Two Strips Of Latinum: Inside Secret Government Warehouses
The Syfy show's shocking revelations of 'smoking guns' turns out to be cap pistols
When I got the opportunity to be in a conference call about Syfy's program Inside Secret Government Warehouses: Shocking Revelations, I jumped at it. My late father had a very long-term interest in the stories of UFOs, the writings of people like Erich Von Daniken and related subjects, so the chance to speak to the producer of this show before it aired was of great interest to me.
In my report of the conference call that took place last Thursday, I told of what the speakers, Peacock Productions producer Gretchen Eisele and Syfy executive vice president for programming Tom Vitale shared about the special. In the call, they mentioned possible smoking guns that the program would present on television for the first time. However, they were not willing to say much beyond what was in a press release that was sent out before the call.
The show did not only look at so-called secret warehouses, but at some well-known and not so well-known conspiracy subjects, such as Project Montauk. It also discussed some known projects that were once secret, such as MKULTRA -- which involved the testing of drugs on Americans without their knowledge of what they were being subjected to.

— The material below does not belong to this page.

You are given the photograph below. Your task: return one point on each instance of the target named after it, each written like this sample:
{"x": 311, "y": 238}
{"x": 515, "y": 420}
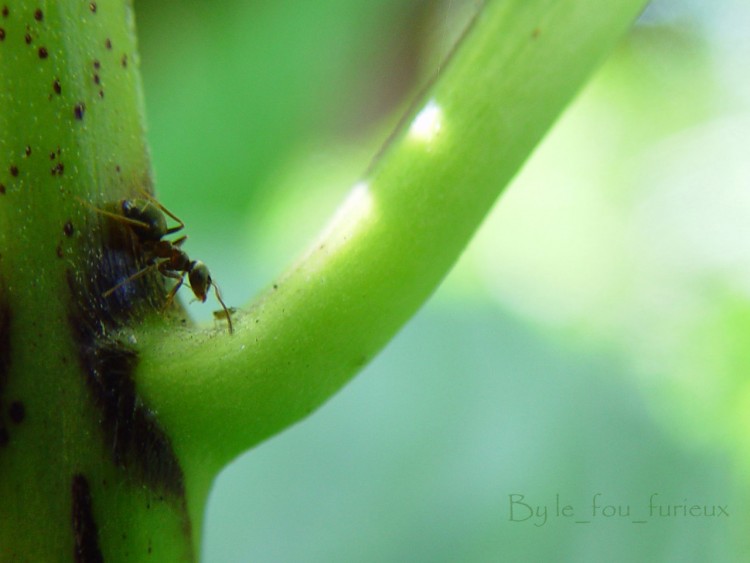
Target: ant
{"x": 145, "y": 217}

One place of interest that cooperated with the program -- allowing the host, NBC News journalist Lester Holt access -- was the Vatican. They opened up their secret archives for filming, giving them access very rarely given. One item of note was as Holt entered the head archivist's office was a large display of a document of historical note, specifically the letter of a number of English lords in the 1500s asking the Pope to allow the nullification of the marriage of Henry VIII and Catherine of Aragon. You can see a picture of Holt standing in front of the document by clicking this link.
Beyond that, the show did not get inside any government facility that was speculated to be secret. In the case of the Vatican, one of the archivists clearly states that it is called "secret" as it is private, not concealed. In the case of the two most famous alleged secret warehouses, Wright-Patterson Air Force Base in Ohio and the infamous Area 51 in Nevada, all you get to see are external shots of one, and the usual shots of desert for the other.
There were only three things in the show that resembled smoking guns that saved this show from becoming, sadly, the latest version of Al Capone's Vault of television infamy. The first was the results of ground penetrating radar at Camp Hero in New York, the site of the alleged Project Montauk showed a flat surface under the ground that could be the roof of the rumored underground facility.
The second item consisted of a piece of video, supposedly of the interview of an alien, shot through a glass partition. This item was examined by a visual effects specialist who is very skeptical of it as the movements were more similar to the movements of a puppet than a living being.
The final item was a plaster mold of a mandible that was said to be of a creature not of this Earth. However, Shara Bailey, dental anthropologist at New York University, noted that the cast had been altered after it was created, and raised more questions about the validity of the cast.
Frankly, the special was a great two hours for conspiracy buffs, but very short on evidence, genuine smoking guns, or anything of earth shaking magnitude, which explains, in this writer's opinion, why this program was consigned to Syfy instead of the main NBC network, despite it being produced by NBC News.